Basudara

0
260
Jan Calvin Pindo

SINODEGKI.ORG – Jan Calvin Pindo, Presiden Joko Widodo menyatakan, kemajemukan di Indonesia merupakan anugerah dan keniscayaan. Lebih dari itu, kemajemukan menjadi modal untuk kemajuan bangsa. Untuk itu, keterbukaan masyarakat dan toleransi perlu dibangun dan terus menerus diperkuat.

Kemajemukan membuat kita semakin kaya berimajinasi dan semakin dewasa. Tak hanya itu, kemajemukan akan menjadi bagian tak terpisahkan dari kemajuan ekonomi. Presiden menilai masyarakat dunia akan semakin majemuk akibat perkembangan zaman yang tak bisa dihindari. Kemajuan infrastruktur dan membaiknya konektivitas mempermudah hal itu.

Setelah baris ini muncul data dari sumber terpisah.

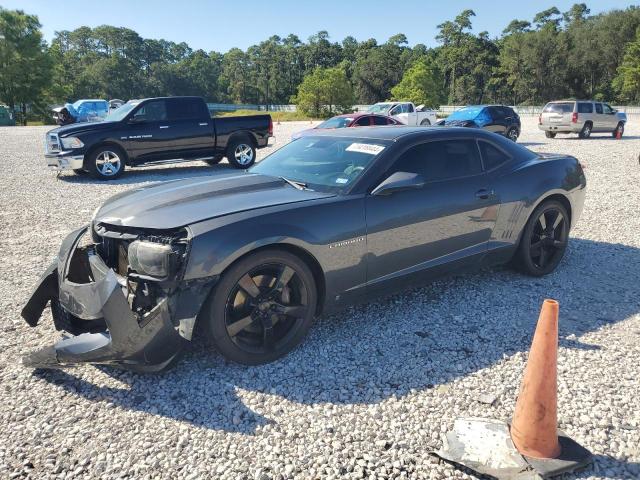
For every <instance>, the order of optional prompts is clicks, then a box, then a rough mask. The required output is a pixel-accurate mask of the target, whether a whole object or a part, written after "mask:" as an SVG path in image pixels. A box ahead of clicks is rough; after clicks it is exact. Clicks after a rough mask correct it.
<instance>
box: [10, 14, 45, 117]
mask: <svg viewBox="0 0 640 480" xmlns="http://www.w3.org/2000/svg"><path fill="white" fill-rule="evenodd" d="M40 27H41V25H40V23H39V22H38V18H37V17H35V16H33V15H27V14H25V13H24V12H23V11H22V10H5V9H3V8H2V7H0V100H2V101H3V102H6V103H7V104H8V105H9V107H10V108H11V109H12V110H13V109H15V107H16V106H17V105H20V106H21V110H22V121H23V123H24V124H25V125H26V122H27V105H28V104H32V105H34V106H35V107H39V109H42V108H43V107H44V105H43V103H44V102H43V100H44V99H43V98H42V96H43V93H44V91H45V89H46V88H47V87H48V86H49V83H50V78H51V76H50V72H51V61H50V58H49V56H48V55H47V52H46V44H45V43H44V41H43V40H42V33H41V32H40Z"/></svg>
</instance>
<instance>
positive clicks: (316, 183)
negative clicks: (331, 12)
mask: <svg viewBox="0 0 640 480" xmlns="http://www.w3.org/2000/svg"><path fill="white" fill-rule="evenodd" d="M352 130H358V131H357V132H354V131H352ZM585 187H586V180H585V176H584V173H583V171H582V167H581V166H580V164H579V162H578V161H577V160H576V159H575V158H573V157H570V156H563V155H538V154H535V153H533V152H531V151H529V150H527V149H526V148H524V147H522V146H519V145H517V144H515V143H513V142H510V141H508V140H506V139H504V138H502V137H499V136H497V135H494V134H492V133H488V132H484V131H482V130H476V129H463V128H460V129H458V128H450V129H449V128H447V129H440V128H424V127H371V128H366V127H363V128H360V129H344V131H335V132H318V133H317V134H313V135H310V136H305V137H303V138H300V139H298V140H295V141H293V142H291V143H290V144H288V145H286V146H285V147H283V148H281V149H280V150H278V151H276V152H274V153H273V154H271V155H270V156H268V157H267V158H266V159H264V160H263V161H262V162H260V163H258V164H257V165H255V166H254V167H252V168H251V169H250V170H249V171H247V172H240V173H238V172H233V173H224V174H217V175H212V176H210V177H206V178H194V179H187V180H176V181H170V182H165V183H162V184H159V185H155V186H151V187H143V188H138V189H135V190H132V191H130V192H126V193H123V194H119V195H116V196H114V197H112V198H111V199H109V200H108V201H107V202H106V203H105V204H104V205H102V207H100V208H99V209H98V210H97V211H96V213H95V214H94V216H93V218H92V219H91V221H90V224H89V225H87V226H84V227H82V228H80V229H78V230H76V231H75V232H73V233H71V234H70V235H69V236H68V237H67V238H66V239H65V240H64V241H63V243H62V246H61V248H60V251H59V254H58V257H57V258H56V259H55V261H54V262H53V263H52V264H51V266H50V267H49V269H48V270H47V271H46V272H45V273H44V274H43V276H42V278H41V279H40V281H39V282H38V284H37V286H36V288H35V291H34V293H33V294H32V296H31V298H30V299H29V300H28V301H27V303H26V305H25V307H24V309H23V311H22V316H23V317H24V318H25V320H26V321H27V323H29V325H31V326H36V325H37V324H38V322H39V320H40V318H41V316H42V313H43V311H44V309H45V308H46V306H47V304H49V303H50V305H51V312H52V316H53V321H54V323H55V327H56V328H57V329H58V330H60V331H63V332H65V333H64V336H63V339H62V340H60V341H59V342H58V343H56V344H55V345H52V346H50V347H47V348H44V349H42V350H39V351H36V352H33V353H31V354H29V355H27V356H26V357H25V358H24V359H23V361H24V363H25V364H26V365H28V366H31V367H41V368H54V367H62V366H65V365H70V364H76V363H102V364H111V365H118V366H120V367H124V368H129V369H133V370H137V371H158V370H161V369H163V368H166V367H168V366H169V365H171V364H172V363H173V362H174V361H175V360H176V359H177V358H178V356H179V354H180V352H181V351H182V350H183V348H184V346H185V344H187V343H188V341H189V340H191V339H192V336H193V335H194V328H195V326H196V324H200V327H201V330H202V331H203V332H204V333H205V334H206V335H207V336H208V337H209V339H210V340H211V341H212V343H213V345H214V347H215V348H216V349H217V350H218V351H219V352H220V353H221V354H222V355H224V356H225V357H227V358H229V359H231V360H233V361H236V362H240V363H244V364H260V363H265V362H269V361H273V360H275V359H277V358H279V357H281V356H283V355H285V354H286V353H287V352H289V351H290V350H292V349H293V348H295V346H296V345H298V344H299V343H300V342H301V340H302V338H303V337H304V335H305V334H306V333H307V332H308V330H309V328H310V326H311V324H312V321H313V318H314V317H315V316H316V315H318V314H320V313H326V312H330V311H333V310H335V309H337V308H340V307H342V306H344V305H348V304H352V303H354V302H358V301H361V300H363V299H367V298H379V297H380V295H384V294H388V293H391V292H393V291H396V290H398V289H399V288H403V287H406V286H414V285H417V284H419V283H422V282H423V281H425V280H428V279H430V278H433V277H435V276H438V275H442V274H445V273H452V272H456V273H457V272H461V271H465V270H469V269H476V268H481V267H484V266H489V265H493V264H499V263H506V262H512V263H513V264H514V265H516V266H517V267H518V268H519V269H520V270H521V271H523V272H524V273H527V274H529V275H534V276H540V275H545V274H547V273H549V272H551V271H553V270H554V269H555V268H556V267H557V266H558V264H559V263H560V261H561V259H562V257H563V255H564V252H565V250H566V247H567V242H568V240H569V230H570V228H571V226H572V225H574V224H575V222H576V221H577V220H578V218H579V216H580V213H581V211H582V205H583V202H584V195H585ZM199 331H200V330H199Z"/></svg>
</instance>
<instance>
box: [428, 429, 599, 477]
mask: <svg viewBox="0 0 640 480" xmlns="http://www.w3.org/2000/svg"><path fill="white" fill-rule="evenodd" d="M558 440H559V441H560V446H561V448H562V453H561V454H560V456H559V457H558V458H552V459H548V460H540V459H537V458H530V457H525V456H523V455H521V454H520V453H519V452H518V450H516V448H515V446H514V445H513V442H512V441H511V435H510V433H509V424H508V423H506V422H503V421H501V420H493V419H486V418H459V419H457V420H456V421H455V424H454V426H453V430H452V431H450V432H447V433H446V434H445V435H443V446H442V448H441V449H440V450H439V451H437V452H431V453H432V454H433V455H435V456H437V457H439V458H441V459H443V460H445V461H447V462H451V463H453V464H458V465H462V466H464V467H467V468H469V469H471V470H474V471H476V472H478V473H481V474H484V475H490V476H492V477H495V478H497V479H499V480H525V479H534V478H550V477H554V476H556V475H561V474H563V473H568V472H573V471H575V470H581V469H583V468H585V467H587V466H588V465H589V464H591V461H592V458H591V452H589V450H587V449H586V448H584V447H582V446H580V445H579V444H578V443H576V442H574V441H573V440H571V439H570V438H569V437H567V436H566V435H565V434H564V433H563V432H560V431H558Z"/></svg>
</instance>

Semua ini disampaikan oleh Presiden Joko Widodo dalam sambutannya saat membuka Forum Titik Temu Kerja Sama Multikultural untuk Persatuan dan Keadilan yang diselenggarakan oleh Nurcholish Madjid Society, Jaringan Gusdurian, dan Maarif Institute di Jakarta pada hari Rabu, 18 September 2019. [Kompas, 19 September 2019, hal. 3]

Pernyataan Presiden yang akrab disapa dengan Jokowi mengingatkan setiap kita bahwa Indonesia pada dirinya adalah negeri  yang penduduknya majemuk. Sejak awal berdirinya, Indonesia sudah mencanangkan kemajemukan sebagai jati diri bangsa melalui semboyan Bhinneka Tunggal Ika.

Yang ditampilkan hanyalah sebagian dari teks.